Saturday, April 13, 2002

Baptist group leaves coalition


Vote takes clergy off boycott list

By Kevin Aldridge, kaldridge@enquirer.com
The Cincinnati Enquirer

        The city's most visible and influential group of African-American clergy says it no longer wants to be listed as a supporter of a boycott against downtown Cincinnati.

Shuttlesworth
Shuttlesworth
        The Baptist Ministers Conference of Cincinnati voted Tuesday to withdraw as a member of the Coalition for a Just Cincinnati, one of the major boycott groups. The clergy group, which represents nearly all Baptist preachers in the region, was one of the most established and politically powerful organizations affiliated with the coalition.

        “The decision is not about being anti-this or anti-that. It's about our group being free to choose our own position and speak for ourselves on issues,” said the Rev. Fred Shuttlesworth, pastor of Greater New Light Baptist Church in Avondale. “I fully support the position of being independent until the group as a whole can decide what to do.”

        The Rev. Mr. Shuttlesworth said there has long been a splintering of personal opinion among the Baptist ministers when it comes to the boycott.

        “Some are for it and some are not,” he said. “Many feel that the hiring of a new city manager and signing of this agreement by the city and Justice Department are big steps forward.”

        News of the ministers' withdrawal spread the same day U.S. Attorney General John Ashcroft signed an agreement between the Justice Department and the city of Cincinnati to reform the police department.

        The Rev. Stephen Scott, vice chairman of the coalition and member of the Baptist Ministers Conference, downplayed the significance of the withdrawal. He said the boycott will continue.

        “They are not not supporting the boycott,” the Rev. Mr. Scott said. “They merely don't want to be listed as a member of the coalition.

        “I don't have a problem with it at all,” he said of the clergy's decision. “They wanted to be considered their own individual entity and I respect that.”

        The Rev. Mr. Scott said one reason the group pulled out was because it was starting to interact with City Hall more and could even play a role in mediating talks between boycotters and city leaders should they ever take place. The Rev. Mr. Scott said the Baptist Ministers Conference also expressed some concern about becoming involved in potentially costly litigation filed against boycotters.

        The Rev. Calvin Harper, president of the Baptist Ministers Conference, did not return phone calls seeking comment Friday.

        The Baptist Ministers Conference has been involved in civic issues for many years and regularly endorses political candidates and issues. It was among the groups calling for a federal investigation of the choking death of Roger Owensby Jr. during a police arrest and a charter amendment to allow the city to hire its police chief from outside the department.

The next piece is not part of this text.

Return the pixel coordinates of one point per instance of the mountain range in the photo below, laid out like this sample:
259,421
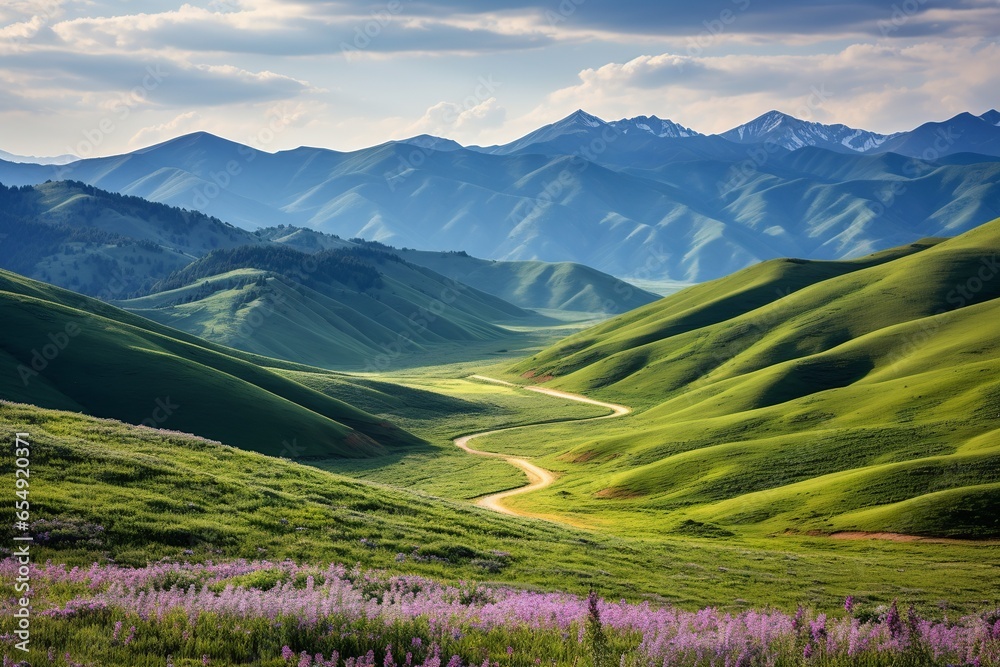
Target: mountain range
291,293
641,198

        Some city leaders said Friday the Baptist Ministers Conference's withdrawal could signal the beginning of the end for the boycott.

        “It won't end the boycott overnight, but it is part of a process that will ultimately help put this thing behind us,” Councilman Pat DeWine said.

        William Kirkland, president of the African-American Cultural Commission, a coalition member, said the Baptist ministers' withdrawal will have virtually no impact on the boycott.

        “I could care less because we aren't calling off the boycott until our demands are met,” Mr. Kirkland said. “If people want to continue to believe the Baptist Ministers Conference is the only legitimate group involved in this boycott, go ahead. But all you have to do is look at how much success the boycott has had with these so-called "illegitimate' groups running it.”